KW-2449 is a novel compound with potent activity against FLT3 and, curiously, the T315I variant of BCR-ABL [24
]. The compound was tested in a phase 1 trial in relapsed or refractory AML patients [16
]. While the drug was confirmed to be a potent inhibitor of FLT3 in vivo, a different type of pharmacokinetic problem surfaced. KW-2449 proved to have a very short half-life in vivo. The limited clinical activity of a compound that could only inhibit FLT3 for a few hours a day quickly became evident, and development of KW-2449 as a FLT3 inhibitor was discontinued. Nonetheless, KW-2449 serves as a useful illustration of the importance of sustained FLT3 inhibition for clinical benefit.
Sorafenib was first developed as an inhibitor of raf kinase [21
]. In clinical trials of solid tumor patients, significant activity was observed in renal cell carcinoma and hepatocellular carcinoma [33
]. The exact target remains unclear, although inhibition of the vascular endothelial growth factor receptors (VEGFR) remains a distinct possibility. When administered as monotherapy, sorafenib seems to be much more effective than either lestaurtinib or midostaurin at inhibiting FLT3 in vivo [18
]. When sorafenib is metabolized by the liver, an N-oxide metabolite of sorafenib is produced. This metabolite is a more potent FLT3 inhibitor than the parent compound; in plasma, the IC50
of sorafenib is 308 nM, while the IC50
of sorafenib N-oxide is 21 nM [17
]. The combination of parent and metabolite brings the in vivo IC50
below 300 nM. Furthermore, the drug has a relatively long half-life in vivo. This combination of in vivo potency and half-life makes it a more effective FLT3 inhibitor than either KW-2449 or the indolocarbazoles. Possibly in confirmation of this, monotherapy of FLT3/ITD AML with sorafenib can induce remissions, albeit in somewhat sporadic fashion [35
]. When the agent was combined with chemotherapy, it was well-tolerated, but of unclear efficacy.[18
] It has not yet been tested in a randomized trial, but several such trials are in the planning stages.

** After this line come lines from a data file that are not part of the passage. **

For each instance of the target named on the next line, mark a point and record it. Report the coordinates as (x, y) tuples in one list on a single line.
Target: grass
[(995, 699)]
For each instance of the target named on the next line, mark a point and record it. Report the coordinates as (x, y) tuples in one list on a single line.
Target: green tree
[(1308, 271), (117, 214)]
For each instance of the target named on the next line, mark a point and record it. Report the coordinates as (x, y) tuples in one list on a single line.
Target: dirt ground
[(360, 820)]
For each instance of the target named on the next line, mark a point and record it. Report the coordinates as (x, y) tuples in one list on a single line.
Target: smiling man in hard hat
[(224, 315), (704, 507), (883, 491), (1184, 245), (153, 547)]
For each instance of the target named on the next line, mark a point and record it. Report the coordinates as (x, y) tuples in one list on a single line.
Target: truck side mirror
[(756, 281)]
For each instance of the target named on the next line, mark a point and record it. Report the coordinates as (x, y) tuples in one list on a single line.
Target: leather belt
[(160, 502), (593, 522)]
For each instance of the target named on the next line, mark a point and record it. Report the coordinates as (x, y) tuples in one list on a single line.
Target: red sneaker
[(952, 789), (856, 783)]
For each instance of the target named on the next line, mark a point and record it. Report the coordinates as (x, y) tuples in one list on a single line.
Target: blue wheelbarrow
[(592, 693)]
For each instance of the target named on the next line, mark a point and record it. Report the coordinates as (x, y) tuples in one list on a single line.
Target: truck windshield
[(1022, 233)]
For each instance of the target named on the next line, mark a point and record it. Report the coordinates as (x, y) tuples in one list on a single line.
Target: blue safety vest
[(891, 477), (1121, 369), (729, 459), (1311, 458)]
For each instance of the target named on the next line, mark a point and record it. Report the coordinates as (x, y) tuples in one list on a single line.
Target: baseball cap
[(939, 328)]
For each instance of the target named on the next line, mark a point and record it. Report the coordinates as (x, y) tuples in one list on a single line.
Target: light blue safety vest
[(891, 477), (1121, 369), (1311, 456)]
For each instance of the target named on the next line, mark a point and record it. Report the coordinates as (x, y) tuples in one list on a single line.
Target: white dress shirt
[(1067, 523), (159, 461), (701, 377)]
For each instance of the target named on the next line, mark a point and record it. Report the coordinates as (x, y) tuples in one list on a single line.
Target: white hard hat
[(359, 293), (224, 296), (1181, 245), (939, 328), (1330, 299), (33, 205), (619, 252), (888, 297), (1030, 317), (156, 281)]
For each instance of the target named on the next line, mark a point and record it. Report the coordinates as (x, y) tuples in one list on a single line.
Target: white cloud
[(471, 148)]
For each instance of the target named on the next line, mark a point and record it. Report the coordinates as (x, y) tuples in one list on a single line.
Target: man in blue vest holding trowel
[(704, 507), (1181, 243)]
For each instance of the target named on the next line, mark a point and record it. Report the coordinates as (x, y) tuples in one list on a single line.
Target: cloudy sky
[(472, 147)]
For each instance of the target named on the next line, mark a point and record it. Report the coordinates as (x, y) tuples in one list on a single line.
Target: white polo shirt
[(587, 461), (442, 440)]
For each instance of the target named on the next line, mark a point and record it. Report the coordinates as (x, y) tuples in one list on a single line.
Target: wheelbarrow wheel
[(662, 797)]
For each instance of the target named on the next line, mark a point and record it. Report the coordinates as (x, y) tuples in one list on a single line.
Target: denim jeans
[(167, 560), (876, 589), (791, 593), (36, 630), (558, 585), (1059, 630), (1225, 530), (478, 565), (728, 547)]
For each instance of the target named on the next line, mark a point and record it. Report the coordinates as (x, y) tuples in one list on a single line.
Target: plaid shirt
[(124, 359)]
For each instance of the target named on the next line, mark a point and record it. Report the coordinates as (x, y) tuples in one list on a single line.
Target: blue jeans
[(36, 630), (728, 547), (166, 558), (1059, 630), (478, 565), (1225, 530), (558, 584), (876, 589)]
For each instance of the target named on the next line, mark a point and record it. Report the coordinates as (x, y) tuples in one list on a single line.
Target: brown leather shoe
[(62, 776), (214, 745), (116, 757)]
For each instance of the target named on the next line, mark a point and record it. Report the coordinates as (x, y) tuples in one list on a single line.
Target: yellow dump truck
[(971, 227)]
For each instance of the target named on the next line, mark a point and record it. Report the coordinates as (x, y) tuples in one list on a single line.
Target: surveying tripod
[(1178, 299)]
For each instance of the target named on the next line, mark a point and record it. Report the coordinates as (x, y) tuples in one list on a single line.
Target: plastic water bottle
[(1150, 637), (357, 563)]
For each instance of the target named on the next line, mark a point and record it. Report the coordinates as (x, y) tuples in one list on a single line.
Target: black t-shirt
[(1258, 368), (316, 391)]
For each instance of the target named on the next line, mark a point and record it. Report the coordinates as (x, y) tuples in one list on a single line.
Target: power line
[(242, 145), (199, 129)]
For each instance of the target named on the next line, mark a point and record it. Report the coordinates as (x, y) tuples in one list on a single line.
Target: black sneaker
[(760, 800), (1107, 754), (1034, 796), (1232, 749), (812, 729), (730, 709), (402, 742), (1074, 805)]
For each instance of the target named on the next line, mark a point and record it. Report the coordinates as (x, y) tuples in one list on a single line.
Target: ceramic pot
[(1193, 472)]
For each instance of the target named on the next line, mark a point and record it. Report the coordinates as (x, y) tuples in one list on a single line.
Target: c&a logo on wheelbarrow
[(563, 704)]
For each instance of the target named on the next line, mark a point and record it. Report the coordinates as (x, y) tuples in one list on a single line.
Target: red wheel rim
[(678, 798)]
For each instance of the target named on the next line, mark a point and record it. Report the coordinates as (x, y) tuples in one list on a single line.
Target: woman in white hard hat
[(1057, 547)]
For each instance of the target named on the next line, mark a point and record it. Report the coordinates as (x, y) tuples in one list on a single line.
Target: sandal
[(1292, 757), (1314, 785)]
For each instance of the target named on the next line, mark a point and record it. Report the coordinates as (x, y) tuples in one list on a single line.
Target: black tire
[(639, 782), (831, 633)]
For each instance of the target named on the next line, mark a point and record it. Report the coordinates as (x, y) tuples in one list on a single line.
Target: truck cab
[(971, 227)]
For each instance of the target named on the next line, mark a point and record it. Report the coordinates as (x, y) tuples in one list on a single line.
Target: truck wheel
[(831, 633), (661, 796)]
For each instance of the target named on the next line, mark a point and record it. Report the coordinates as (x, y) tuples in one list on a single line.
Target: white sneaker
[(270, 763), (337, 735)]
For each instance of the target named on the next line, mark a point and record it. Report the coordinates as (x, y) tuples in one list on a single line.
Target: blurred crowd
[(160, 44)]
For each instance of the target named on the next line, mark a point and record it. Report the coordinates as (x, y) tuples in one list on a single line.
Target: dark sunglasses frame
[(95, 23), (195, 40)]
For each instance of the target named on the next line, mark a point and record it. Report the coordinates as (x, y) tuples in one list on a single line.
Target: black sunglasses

The newest FLT3 inhibitor to arrive on the scene is AC220. This drug is actually the first agent specifically designed with the intent of targeting FLT3 [25
]. Preliminary in vitro studies suggest it is the most potent and selective FLT3 inhibitor identified to date, and the phase 1 trial, intriguingly, yielded a number of complete remissions. AC220 monotherapy, even at very low doses, is effective in completely inhibiting both mutant and wild-type FLT3 [37
]. Furthermore, FLT3 inhibition continues for more than a day after AC220 is administered, suggesting that it has a half-life longer than a day [38
]. A multicenter phase 2 trial of AC220 monotherapy in FLT3/ITD AML patients is currently accruing, and combination trials of chemotherapy and AC220 are in the planning stages.